Haraldsen, as I have said, was a good host these days, but he was a queer one. At Laverlaw, when he had got over his nervous trouble, he was very like an ordinary Englishman, apart from a slight foreign trace in his speech. But on his native heath he was a Norlander, steeped in island lore, rejoicing in his home with the passion of a returned exile. He, who had been sparing of words, was now almost garrulous, as if he wanted to explain himself to us and let us into the secrets of his life. He used to recount the folk-tales as if he believed in them—how the seals were the souls of Pharaoh's soldiers who had been drowned in the Red Sea, and the wren who picked at the seams of the houses was the mouse's brother changed into a bird by the Trolls' enchantment. The Trolls by his way of it were the chief plague of the Norlands—with pixies and mermaids as runners-up. They were Hulda's Folk—Hulda being a sort of she-devil—and they were always on the watch to do mankind a mischief. They shipwrecked boats, and hag-rode the cattle, and sucked the blood of young lambs, and even kidnapped little girls—and here his eye would turn anxiously to Anna.

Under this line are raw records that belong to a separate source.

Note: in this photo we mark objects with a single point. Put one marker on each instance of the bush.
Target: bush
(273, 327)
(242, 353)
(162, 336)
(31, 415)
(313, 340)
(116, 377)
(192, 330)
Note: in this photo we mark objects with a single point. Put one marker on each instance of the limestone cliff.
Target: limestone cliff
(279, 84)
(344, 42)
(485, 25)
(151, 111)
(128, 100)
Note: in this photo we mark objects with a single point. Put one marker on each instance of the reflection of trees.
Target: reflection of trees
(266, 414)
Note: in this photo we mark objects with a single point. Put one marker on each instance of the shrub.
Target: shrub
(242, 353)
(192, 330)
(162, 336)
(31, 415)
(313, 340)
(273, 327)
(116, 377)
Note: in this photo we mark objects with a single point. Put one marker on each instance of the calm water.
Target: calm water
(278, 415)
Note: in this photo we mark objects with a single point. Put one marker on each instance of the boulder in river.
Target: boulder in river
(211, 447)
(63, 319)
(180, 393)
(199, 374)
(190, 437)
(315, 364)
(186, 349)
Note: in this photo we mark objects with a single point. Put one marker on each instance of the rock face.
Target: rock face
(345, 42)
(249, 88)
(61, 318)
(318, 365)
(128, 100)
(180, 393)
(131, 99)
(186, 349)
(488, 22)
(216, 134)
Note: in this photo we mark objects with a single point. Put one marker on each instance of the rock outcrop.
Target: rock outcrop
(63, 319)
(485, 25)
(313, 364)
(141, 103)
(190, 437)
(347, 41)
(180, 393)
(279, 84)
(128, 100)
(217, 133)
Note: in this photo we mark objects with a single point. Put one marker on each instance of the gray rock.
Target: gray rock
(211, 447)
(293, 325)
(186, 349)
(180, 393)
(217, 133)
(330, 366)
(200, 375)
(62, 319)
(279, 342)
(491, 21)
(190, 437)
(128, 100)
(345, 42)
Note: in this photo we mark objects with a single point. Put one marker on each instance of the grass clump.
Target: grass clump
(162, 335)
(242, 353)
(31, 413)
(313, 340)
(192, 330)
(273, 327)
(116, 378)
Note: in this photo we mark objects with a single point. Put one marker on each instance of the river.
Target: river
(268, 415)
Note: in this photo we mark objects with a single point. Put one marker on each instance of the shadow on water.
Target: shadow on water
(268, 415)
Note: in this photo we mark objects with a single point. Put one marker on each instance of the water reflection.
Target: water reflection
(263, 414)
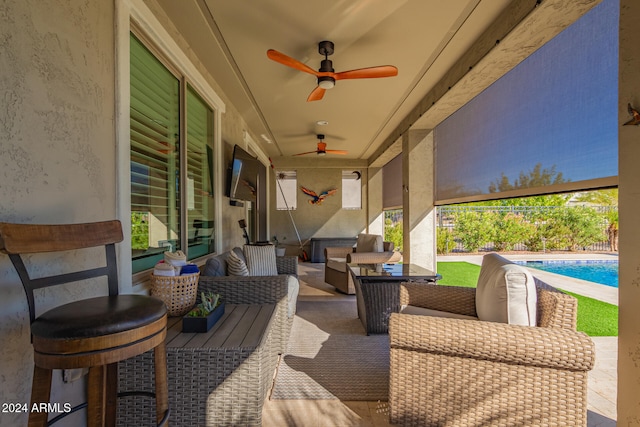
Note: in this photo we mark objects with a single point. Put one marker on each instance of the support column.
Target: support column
(629, 209)
(375, 214)
(418, 194)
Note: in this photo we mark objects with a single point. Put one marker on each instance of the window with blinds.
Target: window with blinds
(158, 164)
(199, 175)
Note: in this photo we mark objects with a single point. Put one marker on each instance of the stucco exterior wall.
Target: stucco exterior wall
(629, 208)
(57, 153)
(58, 156)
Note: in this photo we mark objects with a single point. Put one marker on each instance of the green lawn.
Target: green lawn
(595, 318)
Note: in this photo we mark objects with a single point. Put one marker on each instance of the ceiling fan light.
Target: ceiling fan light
(326, 82)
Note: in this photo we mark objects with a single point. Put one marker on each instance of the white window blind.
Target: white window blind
(155, 168)
(200, 209)
(286, 190)
(351, 189)
(169, 163)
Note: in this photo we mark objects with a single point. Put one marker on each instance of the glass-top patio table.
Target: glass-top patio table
(378, 291)
(392, 272)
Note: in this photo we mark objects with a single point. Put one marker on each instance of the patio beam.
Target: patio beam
(522, 28)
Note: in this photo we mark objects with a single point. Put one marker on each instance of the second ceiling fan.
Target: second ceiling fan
(322, 149)
(326, 75)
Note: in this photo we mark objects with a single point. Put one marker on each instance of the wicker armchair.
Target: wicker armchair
(336, 272)
(452, 372)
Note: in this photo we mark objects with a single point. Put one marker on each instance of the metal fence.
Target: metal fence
(445, 219)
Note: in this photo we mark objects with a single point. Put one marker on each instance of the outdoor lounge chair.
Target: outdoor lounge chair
(369, 249)
(457, 372)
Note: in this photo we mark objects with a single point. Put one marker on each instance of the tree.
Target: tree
(573, 227)
(607, 197)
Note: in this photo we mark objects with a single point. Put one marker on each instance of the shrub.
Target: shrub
(573, 228)
(445, 241)
(472, 229)
(509, 229)
(393, 233)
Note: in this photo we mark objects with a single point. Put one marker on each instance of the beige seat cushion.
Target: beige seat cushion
(261, 260)
(506, 292)
(369, 243)
(420, 311)
(338, 264)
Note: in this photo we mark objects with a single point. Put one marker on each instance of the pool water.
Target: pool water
(603, 272)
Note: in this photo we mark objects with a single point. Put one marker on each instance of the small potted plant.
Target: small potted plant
(203, 316)
(280, 250)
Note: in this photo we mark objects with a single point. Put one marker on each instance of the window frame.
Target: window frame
(134, 16)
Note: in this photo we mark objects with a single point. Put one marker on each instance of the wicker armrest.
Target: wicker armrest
(498, 342)
(287, 264)
(373, 257)
(452, 299)
(246, 289)
(337, 252)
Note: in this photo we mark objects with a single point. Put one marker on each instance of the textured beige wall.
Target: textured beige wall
(418, 195)
(57, 151)
(325, 220)
(629, 207)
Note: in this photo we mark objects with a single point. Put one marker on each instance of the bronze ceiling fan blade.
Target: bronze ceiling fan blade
(283, 59)
(368, 73)
(317, 94)
(326, 75)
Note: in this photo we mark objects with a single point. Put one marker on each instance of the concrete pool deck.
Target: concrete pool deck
(603, 379)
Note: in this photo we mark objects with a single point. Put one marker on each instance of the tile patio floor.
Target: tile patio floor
(323, 413)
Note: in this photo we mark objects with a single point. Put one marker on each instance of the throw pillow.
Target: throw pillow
(506, 292)
(236, 266)
(261, 260)
(369, 243)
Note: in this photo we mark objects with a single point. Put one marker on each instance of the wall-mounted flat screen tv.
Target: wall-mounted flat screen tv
(242, 183)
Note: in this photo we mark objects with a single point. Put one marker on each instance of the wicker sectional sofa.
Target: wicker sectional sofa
(460, 372)
(220, 385)
(281, 290)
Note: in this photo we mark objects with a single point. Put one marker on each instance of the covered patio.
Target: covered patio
(71, 154)
(278, 412)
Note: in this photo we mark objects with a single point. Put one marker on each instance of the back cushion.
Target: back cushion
(369, 243)
(261, 260)
(506, 292)
(215, 266)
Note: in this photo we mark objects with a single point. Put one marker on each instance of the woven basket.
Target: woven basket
(178, 292)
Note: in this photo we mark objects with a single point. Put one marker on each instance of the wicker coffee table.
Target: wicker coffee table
(378, 291)
(216, 378)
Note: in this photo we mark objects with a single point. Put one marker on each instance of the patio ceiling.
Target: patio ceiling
(446, 52)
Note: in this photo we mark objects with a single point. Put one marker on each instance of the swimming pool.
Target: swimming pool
(603, 272)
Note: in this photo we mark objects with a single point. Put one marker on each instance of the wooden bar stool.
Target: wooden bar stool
(94, 333)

Then he was full of the islands' history, from the famous old saga of Trond of Gate, which is the Norland epic, to the later days when Algerian pirates raided the coast and sent the people into the hills and the sea-caves. By and by I saw the meaning of his talk. He was reminding himself—and us—that in the Norlands life had always been on a razor's edge, and that what he had to expect in the near future was what all his kin had had to face in the past. Clearly it was a comfort to him that he was following a long tradition. He had none of my scepticism; he believed that Fate was waiting for us as certainly as that the sun would rise to-morrow.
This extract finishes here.